In the world of newspaper journalism, which is all about being up-to-date, William Rees-Mogg seemed on another planet but nobody doubted his cleverness.
He was a leading financial journalist and he became editor of The Times where, for the most part, he behaved like a gentleman from a long-previous era.
So it caused great amazement when, on July 1, 1967, he wrote the editorial headlined “Who breaks a butterfly on a wheel?” fiercely attacking the injustice of the jail terms imposed on Mick Jagger and Keith Richards for drugs.
In other ways he was not so switched-on. In the early 1960s when he was working on the Sunday Times, his young assistant Hunter Davies pointed out to William something that was blindingly obvious – his secretary Gillian was in love with him.

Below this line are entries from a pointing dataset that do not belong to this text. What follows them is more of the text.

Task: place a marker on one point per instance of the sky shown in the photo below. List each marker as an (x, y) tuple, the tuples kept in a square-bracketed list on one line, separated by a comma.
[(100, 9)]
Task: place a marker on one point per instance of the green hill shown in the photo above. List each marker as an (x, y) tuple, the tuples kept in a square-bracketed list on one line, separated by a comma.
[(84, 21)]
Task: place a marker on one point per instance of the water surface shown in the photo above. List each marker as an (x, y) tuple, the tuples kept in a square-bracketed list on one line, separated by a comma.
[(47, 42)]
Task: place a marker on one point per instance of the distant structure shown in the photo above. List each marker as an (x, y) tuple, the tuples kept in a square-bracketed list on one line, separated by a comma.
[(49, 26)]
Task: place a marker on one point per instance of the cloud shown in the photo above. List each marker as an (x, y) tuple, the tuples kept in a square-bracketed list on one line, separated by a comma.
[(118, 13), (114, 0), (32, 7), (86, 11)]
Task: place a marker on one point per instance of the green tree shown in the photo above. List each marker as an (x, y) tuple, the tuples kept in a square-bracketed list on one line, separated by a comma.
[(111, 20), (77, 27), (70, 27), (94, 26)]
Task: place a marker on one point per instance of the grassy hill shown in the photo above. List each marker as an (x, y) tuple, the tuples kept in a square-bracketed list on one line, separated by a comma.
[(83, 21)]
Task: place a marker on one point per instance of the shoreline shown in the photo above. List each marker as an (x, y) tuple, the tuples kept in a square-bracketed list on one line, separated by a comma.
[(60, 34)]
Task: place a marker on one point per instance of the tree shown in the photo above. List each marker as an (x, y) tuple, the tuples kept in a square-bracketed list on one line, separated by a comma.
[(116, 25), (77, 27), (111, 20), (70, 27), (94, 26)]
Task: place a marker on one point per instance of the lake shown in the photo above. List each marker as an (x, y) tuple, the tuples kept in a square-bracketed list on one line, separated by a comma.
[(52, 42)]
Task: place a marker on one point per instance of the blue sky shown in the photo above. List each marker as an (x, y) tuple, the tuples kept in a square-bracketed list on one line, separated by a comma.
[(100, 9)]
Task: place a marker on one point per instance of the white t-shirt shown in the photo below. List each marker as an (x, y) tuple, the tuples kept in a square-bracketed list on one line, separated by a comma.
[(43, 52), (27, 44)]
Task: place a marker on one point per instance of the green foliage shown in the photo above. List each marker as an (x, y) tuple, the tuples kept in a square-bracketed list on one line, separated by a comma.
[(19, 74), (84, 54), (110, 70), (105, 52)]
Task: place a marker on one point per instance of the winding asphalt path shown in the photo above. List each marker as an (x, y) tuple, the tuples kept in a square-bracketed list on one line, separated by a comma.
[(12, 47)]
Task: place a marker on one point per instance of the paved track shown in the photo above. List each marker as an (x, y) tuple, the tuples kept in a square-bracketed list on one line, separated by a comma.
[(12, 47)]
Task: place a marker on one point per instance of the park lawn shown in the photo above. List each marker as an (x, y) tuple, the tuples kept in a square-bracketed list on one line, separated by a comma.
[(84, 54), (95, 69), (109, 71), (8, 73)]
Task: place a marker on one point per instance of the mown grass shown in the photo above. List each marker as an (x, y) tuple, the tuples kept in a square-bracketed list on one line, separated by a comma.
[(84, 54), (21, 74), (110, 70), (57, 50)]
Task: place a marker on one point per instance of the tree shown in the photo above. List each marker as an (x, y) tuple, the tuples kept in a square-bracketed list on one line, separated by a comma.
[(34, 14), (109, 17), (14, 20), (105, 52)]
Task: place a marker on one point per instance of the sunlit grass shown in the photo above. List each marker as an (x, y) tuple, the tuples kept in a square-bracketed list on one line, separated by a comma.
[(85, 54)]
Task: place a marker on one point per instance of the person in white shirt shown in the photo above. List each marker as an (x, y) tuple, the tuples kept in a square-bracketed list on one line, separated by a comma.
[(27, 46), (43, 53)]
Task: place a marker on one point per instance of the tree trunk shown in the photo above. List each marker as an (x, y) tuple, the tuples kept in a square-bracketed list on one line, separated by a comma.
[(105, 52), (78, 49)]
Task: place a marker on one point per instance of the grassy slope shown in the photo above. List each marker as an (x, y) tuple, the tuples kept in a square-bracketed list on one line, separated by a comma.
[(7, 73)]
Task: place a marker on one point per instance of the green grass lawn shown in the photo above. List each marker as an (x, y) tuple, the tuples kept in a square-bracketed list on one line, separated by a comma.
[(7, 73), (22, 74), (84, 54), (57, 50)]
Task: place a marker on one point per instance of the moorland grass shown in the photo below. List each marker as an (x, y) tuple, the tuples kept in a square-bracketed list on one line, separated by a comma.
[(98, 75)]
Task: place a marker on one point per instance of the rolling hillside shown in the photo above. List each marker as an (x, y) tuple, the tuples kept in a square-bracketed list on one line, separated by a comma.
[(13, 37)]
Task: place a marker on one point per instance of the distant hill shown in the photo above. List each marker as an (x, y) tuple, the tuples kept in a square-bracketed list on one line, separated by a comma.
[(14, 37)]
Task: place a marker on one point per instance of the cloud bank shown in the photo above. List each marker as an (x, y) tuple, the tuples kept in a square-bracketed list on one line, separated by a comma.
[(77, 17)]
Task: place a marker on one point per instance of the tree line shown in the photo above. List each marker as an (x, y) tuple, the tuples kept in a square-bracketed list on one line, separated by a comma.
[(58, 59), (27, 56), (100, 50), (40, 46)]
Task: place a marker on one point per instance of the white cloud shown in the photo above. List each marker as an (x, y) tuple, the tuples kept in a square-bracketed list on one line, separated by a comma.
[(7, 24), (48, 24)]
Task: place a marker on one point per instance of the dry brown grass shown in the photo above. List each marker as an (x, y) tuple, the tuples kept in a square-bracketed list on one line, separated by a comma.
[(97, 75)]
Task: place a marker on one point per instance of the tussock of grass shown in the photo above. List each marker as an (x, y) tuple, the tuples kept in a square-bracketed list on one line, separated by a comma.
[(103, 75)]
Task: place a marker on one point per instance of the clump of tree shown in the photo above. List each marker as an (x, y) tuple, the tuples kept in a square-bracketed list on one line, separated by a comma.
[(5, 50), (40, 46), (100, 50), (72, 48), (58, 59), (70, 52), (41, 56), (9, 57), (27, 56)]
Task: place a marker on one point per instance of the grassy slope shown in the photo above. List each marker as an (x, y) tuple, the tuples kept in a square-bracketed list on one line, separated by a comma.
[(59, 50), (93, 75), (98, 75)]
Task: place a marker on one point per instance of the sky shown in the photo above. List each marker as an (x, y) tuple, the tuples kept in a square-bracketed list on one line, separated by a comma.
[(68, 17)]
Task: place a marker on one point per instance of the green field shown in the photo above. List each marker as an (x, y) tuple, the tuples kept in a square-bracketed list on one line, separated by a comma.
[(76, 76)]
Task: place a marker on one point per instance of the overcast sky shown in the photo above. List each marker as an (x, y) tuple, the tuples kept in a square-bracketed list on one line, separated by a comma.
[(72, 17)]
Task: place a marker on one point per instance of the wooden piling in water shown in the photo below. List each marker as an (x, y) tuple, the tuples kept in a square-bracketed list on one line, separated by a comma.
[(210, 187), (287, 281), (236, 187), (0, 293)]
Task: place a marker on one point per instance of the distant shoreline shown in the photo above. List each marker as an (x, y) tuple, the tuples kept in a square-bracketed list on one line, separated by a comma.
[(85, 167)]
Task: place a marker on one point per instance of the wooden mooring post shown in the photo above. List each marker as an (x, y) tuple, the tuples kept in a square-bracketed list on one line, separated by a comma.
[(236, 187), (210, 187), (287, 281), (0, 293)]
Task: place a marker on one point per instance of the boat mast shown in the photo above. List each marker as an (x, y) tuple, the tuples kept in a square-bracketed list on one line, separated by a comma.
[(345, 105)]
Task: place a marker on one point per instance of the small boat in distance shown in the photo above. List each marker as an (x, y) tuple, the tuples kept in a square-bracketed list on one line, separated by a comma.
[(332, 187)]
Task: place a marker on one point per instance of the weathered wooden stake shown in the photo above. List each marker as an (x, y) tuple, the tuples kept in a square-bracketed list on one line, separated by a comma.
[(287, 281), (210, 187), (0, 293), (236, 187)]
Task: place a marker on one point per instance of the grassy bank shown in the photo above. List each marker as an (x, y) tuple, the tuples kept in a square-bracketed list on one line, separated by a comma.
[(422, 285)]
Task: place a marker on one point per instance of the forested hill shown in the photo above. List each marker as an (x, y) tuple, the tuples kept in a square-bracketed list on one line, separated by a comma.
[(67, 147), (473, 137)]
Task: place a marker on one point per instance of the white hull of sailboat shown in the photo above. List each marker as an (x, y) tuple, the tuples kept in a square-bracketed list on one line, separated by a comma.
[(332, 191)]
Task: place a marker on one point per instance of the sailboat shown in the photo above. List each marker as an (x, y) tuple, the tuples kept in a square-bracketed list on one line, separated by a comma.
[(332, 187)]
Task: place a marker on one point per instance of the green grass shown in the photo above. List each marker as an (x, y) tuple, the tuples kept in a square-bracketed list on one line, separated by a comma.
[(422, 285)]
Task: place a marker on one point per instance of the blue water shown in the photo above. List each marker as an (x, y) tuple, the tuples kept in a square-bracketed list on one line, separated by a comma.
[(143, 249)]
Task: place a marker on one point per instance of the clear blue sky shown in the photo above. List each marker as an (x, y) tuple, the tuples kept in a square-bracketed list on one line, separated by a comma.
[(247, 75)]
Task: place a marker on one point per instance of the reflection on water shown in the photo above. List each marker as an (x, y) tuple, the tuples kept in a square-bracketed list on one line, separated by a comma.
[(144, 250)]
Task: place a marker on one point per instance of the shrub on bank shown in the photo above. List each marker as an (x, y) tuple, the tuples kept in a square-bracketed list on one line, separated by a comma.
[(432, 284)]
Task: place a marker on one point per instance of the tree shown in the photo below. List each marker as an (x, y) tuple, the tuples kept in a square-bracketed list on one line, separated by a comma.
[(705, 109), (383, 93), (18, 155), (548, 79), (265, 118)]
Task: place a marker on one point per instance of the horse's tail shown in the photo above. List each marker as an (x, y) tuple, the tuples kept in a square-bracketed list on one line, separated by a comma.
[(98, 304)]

William hadn’t clocked that but he heeded Davies’s advice to take her to lunch and quite soon they were married. They had five children. Jacob is the fourth.
Though Jacob may seem eccentric and comfortably out of kilter with those around him, his father was more so.
As a columnist writing about politics and world affairs, he was often unapologetically bonkers.
Writing about the plane that exploded over Lockerbie in 1988, he may have been the only person on earth who put the disaster down to metal fatigue.
I was editing the political comment pages of The Independent newspaper in November 1990 when Mrs Thatcher’s leadership of the Conservative Party was challenged.
Several commentators were busy typing their verdicts into their computers.
William, who had no truck with such modern devices, was dictating his copy to a secretary who had stayed late for this special task.
Though Thatcher had narrowly won the first ballot, everyone could see that her goose was cooked and that she was about to be ousted. William wrote, “Thatcher has won… the victory was clearly a decisive one.”
He was alone in this view but the piece went into the first edition of the paper. We pointed out to him that he was obviously wrong and explained why.
“Would you like to rewrite for the next edition?” we asked, as forcibly as was appropriate to such a grandee.
No he would not, he said politely. Such self-confident eccentricity was evident from an early age. In his memoir about his own public school days at Charterhouse the novelist Simon Raven conjures up his contemporary William, a scholarly type and a genius at getting out of all manner of unattractive duties (such as doing time in the cadet corps). William did not play cricket but he was extremely knowledgeable about the game and valued as an umpire.
He volunteered to stand in a house match involving a team of a master who had upset him by failing him in a Greek test.
He gave one boy out LBW for a ball that hit him on the shoulder, another run out when Mogg himself had impeded him, yet another out caught by the wicket-keeper when he was certainly dropped.
And so it went on until the Greek master’s team had lost. “An extraordinary run of misfortune, Sir,” said William.
Father and son, both with a strong and historic vision of England, have a staunch aversion to the EU.
In 1993 William brought a (failed) legal case challenging the government’s policy over the Maastricht agreement.
Now Jacob is a leading Brexit enthusiast though not a tub-thumper (Jacob is not the sort who thumps a tub).
Strategy or the demands of his six-week sixth son, or both, have meant Jacob has been very much around this August, a good place to be if you want to fill the gap an absent parliament leaves.
Yesterday he was on the Today programme talking about pronunciation, nary (18th century for never) putting a syllable wrong.